Often, the reasons a company wins or loses are outside its own control. That’s why as the late Intel CEO said “only the paranoid survive.” It takes an inner insecurity that propels a CEO to become forever vigilant. Being vigilant means that you do everything to prevent disasters despite having a strong viewpoint on how the future will look based on your best educated guess. You build in a buffer for the worst-case scenario.
The fear of losing in the near term is very real, but the threat of losing relevance looms even larger. That’s why becoming future-ready is straightforward, but it takes courage to drive it. When we talk about future-ready companies, what are we really talking about? It is how much organisations have already stepped up and built up capabilities that are most relevant to future competition.
At IMD’s Center for Future Readiness, we like to take a quantitative approach, using only hard market data, to arrive at a composite score.
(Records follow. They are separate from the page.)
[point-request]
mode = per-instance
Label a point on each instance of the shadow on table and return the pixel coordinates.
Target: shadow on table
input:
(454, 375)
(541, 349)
Avoiding survey bias, we focus on measures that have been shown to fuel innovation, and we look at the financial health of a company and its growth prospects. We also review employee diversity, brand value, and the degree of internationalization.
In the automotive sector, for example, semiconductor shortages exposed companies that were not prepared. According to our indicators, Tesla is far and away the most future-ready company in the sector. Not many automakers have mastered deep knowledge around software as well as electronic components, but some have. This is what we mean by becoming future ready ahead of time – when a company has already scaled new capabilities relevant for future competition.
These rankings are not set in stone and in many cases, a company’s fate is not yet determined. Ford held the top stop in our Future Readiness Indicator in 2017 and it was General Motors back in 2010. It’s nearly impossible to make forecasts these days and still harder to align your supply chain. There are too many possible scenarios. Anything can happen. So stop predicting the future, make it.